While confirming that a US airstrike occurred this week against suspected Al Qaeda terrorists in Somalia, the Pentagon said it would release no further information until details are confirmed, The Washington Post reported Wednesday. The strike may have killed as many as 10 alleged terrorists, according to media accounts.
US Airways Group Inc. raised its offer for Delta Air Lines Inc. by almost 20 percent to $10.4 billion on Wednesday, as it seeks to put pressure on the bankrupt carrier's creditors to agree to a deal that Delta's management opposes. It also set a Feb. 1 deadline for certain conditions to be met or its entire bid would be revoked.
Trends at this week's North American International Auto Show in Detroit include more roof glass, big chrome grilles, low hood lines, and house-like interior lighting. Chevrolet has also drawn attention with its in-development, battery-powered Volt.
United Airlines could begin flying nonstop between Washington and Beijing as early as March 25 after the carrier received tentative approval Tuesday to offer 14-hour, capital-to-capital service. The Department of Transportation selected United over several rivals that were offering nonstop routes from Detroit, Dallas/Fort Worth, or Newark, N.J. More people travel to China from the Washington metro area than any other city.
Jim Gilmore, the former, tax-slashing, one-term governor of Virginia, became the sixth Republican to take the initial steps to join the growing GOP presidential field when he filed papers Tuesday with the Federal Election Commission.

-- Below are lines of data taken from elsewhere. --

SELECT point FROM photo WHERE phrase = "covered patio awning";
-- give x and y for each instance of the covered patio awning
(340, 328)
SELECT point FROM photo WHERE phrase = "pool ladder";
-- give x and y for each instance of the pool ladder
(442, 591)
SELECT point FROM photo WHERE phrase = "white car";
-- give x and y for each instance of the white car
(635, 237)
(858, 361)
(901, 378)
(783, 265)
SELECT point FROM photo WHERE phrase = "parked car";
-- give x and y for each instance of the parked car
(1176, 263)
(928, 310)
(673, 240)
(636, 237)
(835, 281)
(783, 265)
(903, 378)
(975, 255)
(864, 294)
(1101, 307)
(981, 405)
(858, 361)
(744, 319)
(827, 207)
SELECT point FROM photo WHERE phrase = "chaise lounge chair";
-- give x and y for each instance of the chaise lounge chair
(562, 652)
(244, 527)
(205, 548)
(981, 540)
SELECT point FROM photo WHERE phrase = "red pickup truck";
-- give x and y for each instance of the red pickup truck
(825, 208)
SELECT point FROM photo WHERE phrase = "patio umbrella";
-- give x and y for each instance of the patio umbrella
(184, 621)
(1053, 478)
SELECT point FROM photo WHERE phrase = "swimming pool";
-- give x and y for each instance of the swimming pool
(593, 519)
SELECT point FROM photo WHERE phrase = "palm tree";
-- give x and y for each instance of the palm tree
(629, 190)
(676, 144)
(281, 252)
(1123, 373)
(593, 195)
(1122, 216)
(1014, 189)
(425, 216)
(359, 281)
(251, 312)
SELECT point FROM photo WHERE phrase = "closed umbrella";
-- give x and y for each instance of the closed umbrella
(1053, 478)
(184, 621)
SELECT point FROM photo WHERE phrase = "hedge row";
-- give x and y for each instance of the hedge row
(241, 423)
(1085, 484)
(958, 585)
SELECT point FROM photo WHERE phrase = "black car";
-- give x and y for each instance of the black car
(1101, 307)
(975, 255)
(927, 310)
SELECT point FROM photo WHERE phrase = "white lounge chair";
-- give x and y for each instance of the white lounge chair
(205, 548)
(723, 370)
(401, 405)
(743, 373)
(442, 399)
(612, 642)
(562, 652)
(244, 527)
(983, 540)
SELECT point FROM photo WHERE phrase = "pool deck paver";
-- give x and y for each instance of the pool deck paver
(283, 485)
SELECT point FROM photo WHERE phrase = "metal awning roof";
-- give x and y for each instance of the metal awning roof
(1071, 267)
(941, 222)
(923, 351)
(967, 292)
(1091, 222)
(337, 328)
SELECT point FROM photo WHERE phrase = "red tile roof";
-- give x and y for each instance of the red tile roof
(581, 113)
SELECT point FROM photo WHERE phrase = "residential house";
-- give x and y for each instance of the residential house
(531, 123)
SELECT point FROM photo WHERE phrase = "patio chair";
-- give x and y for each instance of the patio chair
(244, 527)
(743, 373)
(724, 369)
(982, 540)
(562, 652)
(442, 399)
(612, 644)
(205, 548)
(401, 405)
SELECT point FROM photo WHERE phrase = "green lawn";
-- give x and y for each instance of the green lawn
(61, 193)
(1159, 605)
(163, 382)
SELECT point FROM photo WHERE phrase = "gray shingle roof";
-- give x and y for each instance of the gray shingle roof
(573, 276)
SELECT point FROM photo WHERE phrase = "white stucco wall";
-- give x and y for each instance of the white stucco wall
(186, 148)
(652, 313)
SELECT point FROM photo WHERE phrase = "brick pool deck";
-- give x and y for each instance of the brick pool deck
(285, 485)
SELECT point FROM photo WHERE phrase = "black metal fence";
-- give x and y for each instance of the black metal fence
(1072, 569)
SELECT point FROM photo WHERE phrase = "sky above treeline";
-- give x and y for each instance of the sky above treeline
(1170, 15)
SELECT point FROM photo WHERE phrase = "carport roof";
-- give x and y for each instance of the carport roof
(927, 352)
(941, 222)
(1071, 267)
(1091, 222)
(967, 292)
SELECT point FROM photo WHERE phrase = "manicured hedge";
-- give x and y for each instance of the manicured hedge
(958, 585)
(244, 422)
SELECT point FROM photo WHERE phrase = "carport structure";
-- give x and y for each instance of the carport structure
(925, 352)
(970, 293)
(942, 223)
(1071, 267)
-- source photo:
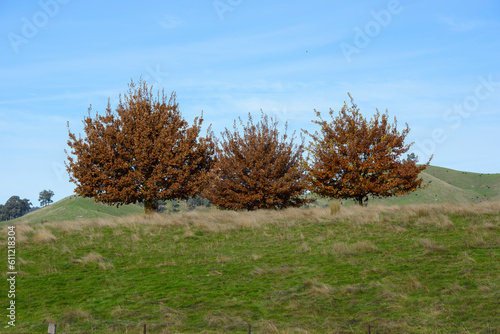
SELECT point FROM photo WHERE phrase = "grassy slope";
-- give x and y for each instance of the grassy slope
(75, 207)
(411, 269)
(447, 185)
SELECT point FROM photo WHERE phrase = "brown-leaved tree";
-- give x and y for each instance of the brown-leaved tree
(258, 169)
(353, 158)
(144, 151)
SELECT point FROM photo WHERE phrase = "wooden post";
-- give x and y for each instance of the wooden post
(52, 328)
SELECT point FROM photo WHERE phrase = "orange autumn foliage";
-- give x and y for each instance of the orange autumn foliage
(144, 151)
(258, 169)
(353, 158)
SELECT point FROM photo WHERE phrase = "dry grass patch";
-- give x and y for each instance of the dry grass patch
(75, 316)
(97, 258)
(317, 288)
(173, 317)
(432, 247)
(414, 284)
(436, 220)
(360, 247)
(223, 320)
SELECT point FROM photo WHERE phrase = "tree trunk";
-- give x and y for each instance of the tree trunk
(150, 206)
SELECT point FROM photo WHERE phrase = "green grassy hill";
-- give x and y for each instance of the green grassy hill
(76, 207)
(446, 185)
(399, 269)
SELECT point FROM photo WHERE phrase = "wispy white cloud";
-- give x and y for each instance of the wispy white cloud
(170, 22)
(462, 25)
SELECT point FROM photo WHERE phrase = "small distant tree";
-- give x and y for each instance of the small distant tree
(15, 207)
(144, 151)
(411, 157)
(258, 169)
(196, 201)
(353, 158)
(45, 197)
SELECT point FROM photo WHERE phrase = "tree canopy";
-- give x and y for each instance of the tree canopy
(45, 197)
(353, 158)
(144, 151)
(15, 207)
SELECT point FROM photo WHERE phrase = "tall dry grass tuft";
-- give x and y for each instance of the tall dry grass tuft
(360, 247)
(317, 288)
(432, 247)
(335, 207)
(97, 258)
(223, 320)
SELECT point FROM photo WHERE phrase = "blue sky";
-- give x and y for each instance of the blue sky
(432, 64)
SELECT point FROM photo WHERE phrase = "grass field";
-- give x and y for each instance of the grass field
(401, 269)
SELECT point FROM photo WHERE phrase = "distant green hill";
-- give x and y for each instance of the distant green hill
(444, 185)
(76, 207)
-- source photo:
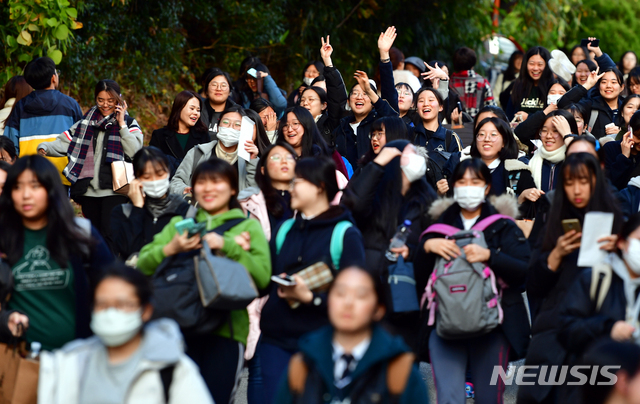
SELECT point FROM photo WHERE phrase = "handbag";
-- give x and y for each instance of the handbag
(223, 284)
(18, 375)
(122, 173)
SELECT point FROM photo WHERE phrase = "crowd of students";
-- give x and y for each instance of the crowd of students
(325, 181)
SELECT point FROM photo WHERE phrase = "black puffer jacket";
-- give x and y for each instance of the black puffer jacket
(509, 257)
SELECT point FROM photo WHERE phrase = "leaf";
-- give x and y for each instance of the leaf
(25, 38)
(72, 12)
(62, 32)
(55, 54)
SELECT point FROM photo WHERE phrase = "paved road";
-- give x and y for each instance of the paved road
(425, 369)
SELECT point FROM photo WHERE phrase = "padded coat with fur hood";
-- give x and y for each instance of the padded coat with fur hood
(509, 261)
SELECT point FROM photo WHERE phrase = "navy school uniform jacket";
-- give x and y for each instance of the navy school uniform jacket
(307, 243)
(369, 378)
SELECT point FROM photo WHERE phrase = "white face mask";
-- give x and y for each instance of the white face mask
(553, 98)
(229, 137)
(470, 197)
(632, 255)
(156, 189)
(416, 167)
(116, 327)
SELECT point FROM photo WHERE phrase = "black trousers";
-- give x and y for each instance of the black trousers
(98, 211)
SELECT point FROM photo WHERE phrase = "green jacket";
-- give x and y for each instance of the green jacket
(257, 260)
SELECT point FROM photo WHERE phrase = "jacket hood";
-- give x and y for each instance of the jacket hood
(318, 348)
(41, 102)
(505, 205)
(162, 343)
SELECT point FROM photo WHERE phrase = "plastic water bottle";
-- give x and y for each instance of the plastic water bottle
(398, 240)
(35, 350)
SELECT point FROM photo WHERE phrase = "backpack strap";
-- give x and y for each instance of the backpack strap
(298, 372)
(599, 289)
(441, 228)
(282, 233)
(592, 120)
(166, 375)
(337, 242)
(488, 221)
(398, 373)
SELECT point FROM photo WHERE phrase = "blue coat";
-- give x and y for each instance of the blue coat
(369, 376)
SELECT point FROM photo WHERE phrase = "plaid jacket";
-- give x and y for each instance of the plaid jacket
(473, 89)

Gilmore said he wants to give the party a truly conservative candidate.
An annual income of nearly $85,000 is needed to afford the median-priced US home, which sold for $248,000 in the third quarter of 2006, according to a study released Wednesday by the nonprofit Center for Housing Policy. The study assumed home buyers needed a 10 percent down payment and could afford to pay 28 percent of their income on mortgage payments, property taxes, and insurance.